Tuesday, June 07, 2011

Hipsters, Surrounded by Them

I was very much looking forward to seeing Dengue Fever on Saturday night at the Empty Bottle. I got everything together, made a decision about dinner, and got on a train, which lead me to a bus heading for the show. Along the way my ride was interrupted by a festival in Wicker Park on Division. It was busy and bustling, and the bus went around to get out of the way. Interestingly enough, the side route for the bus put me closer to my desired location. The sign at the Bottle said the show would start at 8:30, but the website said that the show would not start until 10:00; being confused I rushed through dinner so I would be at the Bottle no later than 9:00.

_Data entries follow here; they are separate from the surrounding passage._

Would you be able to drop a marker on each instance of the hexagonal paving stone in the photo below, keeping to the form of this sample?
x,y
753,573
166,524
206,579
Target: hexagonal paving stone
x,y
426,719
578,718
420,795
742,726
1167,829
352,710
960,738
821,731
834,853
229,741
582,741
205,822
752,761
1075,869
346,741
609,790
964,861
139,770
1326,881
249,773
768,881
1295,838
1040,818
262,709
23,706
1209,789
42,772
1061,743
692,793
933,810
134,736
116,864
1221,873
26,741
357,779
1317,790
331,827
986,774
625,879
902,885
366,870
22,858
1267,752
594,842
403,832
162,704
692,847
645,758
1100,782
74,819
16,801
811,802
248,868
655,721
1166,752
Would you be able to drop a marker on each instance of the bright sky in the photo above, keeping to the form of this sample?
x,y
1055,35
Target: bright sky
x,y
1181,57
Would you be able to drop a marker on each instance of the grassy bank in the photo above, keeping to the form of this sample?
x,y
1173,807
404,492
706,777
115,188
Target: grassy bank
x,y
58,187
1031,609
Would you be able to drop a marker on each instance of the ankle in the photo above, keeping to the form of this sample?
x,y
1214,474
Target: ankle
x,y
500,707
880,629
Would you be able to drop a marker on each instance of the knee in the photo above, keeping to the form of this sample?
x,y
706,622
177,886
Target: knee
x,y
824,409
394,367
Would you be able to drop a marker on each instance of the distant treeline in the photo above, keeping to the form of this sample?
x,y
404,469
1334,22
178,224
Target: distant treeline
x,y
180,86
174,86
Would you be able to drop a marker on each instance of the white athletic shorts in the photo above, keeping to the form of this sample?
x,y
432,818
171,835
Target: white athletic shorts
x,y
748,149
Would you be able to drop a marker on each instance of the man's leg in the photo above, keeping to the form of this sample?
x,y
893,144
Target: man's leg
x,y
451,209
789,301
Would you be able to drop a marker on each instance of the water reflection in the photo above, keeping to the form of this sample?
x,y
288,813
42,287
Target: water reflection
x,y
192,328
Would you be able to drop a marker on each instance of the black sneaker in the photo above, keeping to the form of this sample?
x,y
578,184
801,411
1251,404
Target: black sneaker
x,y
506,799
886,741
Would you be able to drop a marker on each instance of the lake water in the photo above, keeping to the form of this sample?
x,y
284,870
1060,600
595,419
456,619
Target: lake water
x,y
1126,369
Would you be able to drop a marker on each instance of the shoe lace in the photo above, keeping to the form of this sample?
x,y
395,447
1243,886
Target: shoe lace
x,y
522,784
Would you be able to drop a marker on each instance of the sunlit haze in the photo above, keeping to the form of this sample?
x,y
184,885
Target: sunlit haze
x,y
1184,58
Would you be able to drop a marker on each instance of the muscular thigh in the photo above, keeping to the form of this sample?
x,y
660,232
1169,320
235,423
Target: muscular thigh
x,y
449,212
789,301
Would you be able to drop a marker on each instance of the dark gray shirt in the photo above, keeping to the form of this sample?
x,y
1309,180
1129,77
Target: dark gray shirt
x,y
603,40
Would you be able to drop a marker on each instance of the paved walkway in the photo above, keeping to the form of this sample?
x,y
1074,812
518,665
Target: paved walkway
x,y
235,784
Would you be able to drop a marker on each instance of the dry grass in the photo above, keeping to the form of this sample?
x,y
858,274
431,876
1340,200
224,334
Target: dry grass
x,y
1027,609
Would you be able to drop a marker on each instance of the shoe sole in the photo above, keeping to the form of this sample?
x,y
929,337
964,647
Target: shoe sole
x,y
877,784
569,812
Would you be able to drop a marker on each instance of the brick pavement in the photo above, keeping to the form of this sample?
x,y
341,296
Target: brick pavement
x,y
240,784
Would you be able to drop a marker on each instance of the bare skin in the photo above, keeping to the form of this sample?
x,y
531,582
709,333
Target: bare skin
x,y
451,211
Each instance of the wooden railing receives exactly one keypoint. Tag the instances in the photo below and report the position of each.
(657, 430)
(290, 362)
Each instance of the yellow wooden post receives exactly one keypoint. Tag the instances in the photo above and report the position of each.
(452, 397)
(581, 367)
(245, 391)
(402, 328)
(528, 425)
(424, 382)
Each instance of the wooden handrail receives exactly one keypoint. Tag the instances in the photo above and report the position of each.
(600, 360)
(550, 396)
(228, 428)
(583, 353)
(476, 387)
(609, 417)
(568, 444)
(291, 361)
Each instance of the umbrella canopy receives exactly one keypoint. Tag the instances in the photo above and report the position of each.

The sign was a lie. I pulled up a chair in the back of the bar, got a glass of wine, and settled in for the hour-long wait to enjoy the show. As I waited I watched the crowd. While watching the crowd I was forced to come to the startling realization that most of the people flooding slowly but surely into the bar, were hipsters.

Hipsters are apparently a current subclass of pop culture. I have to admit that before the summer of 2009 I did not know what a hipster was. I was not aware of the term hipster. I could not actually identify a hipster. Then, in the summer of 2009 one of my trainees lead a mini-teaching session on identifying a hipster, complete with handout. During the class I learned the identifying features of a hipster (scruffy beard, tight V-neck T-shirt, skinny jeans, smartphone) and how to identify a hipster if I ran into one on the street.

So now, as I sat in the bar waiting for the Dengue Fever, I realized that I was surrounded by hipsters. Apparently the hipsters are very into Dengue Fever. I figured that would be fine. I don’t mind different kinds of people. I know that I hang out a lot of people, and my friends run from A to Z, so I figured I might have a chance to add a few hipsters to the list.

However, hipsters don’t seem to really mingle well with people they have never met before, so I didn’t really get much of a chance to meet new people.

And then the first band was up.

The first band was very much a hipster band. At this point I learned something very important that I had not known before.

I didn't like hipster music.

In fact, I loathed it. I loathed it a lot. It was auto-tuned, boring tripe with painful drum machines and poorly executed musical riffs. In a word, hipster music was awful. Truly awful. I don’t like to speak ill of new music; I like to give it the benefit of the doubt.

But there was no need for benefit here. The band sucked.

The next band to go on was worse. With more auto-tuning, the same movie sample played over and over again, and the same rhythm for all the songs. It was spectacularly bad. Hideous. I wanted out, I want to climb the walls to get away.

It was during this general wall climbing that I saw signs for a festival. This was the festival that had interrupted my bus ride. The festival had bands. A lot of bands. One band in particular had played at 7:00 that very evening at the festival. Dengue Fever, the band I had come to see. They had played less than five hours ago and this was their second act of the evening.

That sucked. It meant the band I was looking forward to seeing had played less than four hours ago on a hot stage in the middle of a street in Chicago. As they climbed up on to the stage for their set, it was obvious that they were a bit worn out. It was visible, and even though they worked very hard to keep their energy up, they were off just enough that it was not a great show.

Good, but not great.

Ah well. The hipsters seemed to enjoy it, but it was hard to trust the judgment of the same people who had enjoyed the previous two bands. I realized that hipsters weren't all bad, in that apparently they did have somewhat good taste in music; however, I would have to reserve judgment. I couldn't completely fault the hipsters this time. Not…this time.

1 comment:

linda said...

Wow...so awesome. I kind of like the idea of life in Daegu and specifically the commune remaining hipster-free. When I moved to New York, we rented a place in half-Polish half-hipster Brooklyn, the neighborhood of Greenpoint. I was face to face with the hipsterest of the hipsters from 2007-2009. Brian mocked them ruthlessly. I enjoyed their coffee shops. And, yes, some of the music IS good.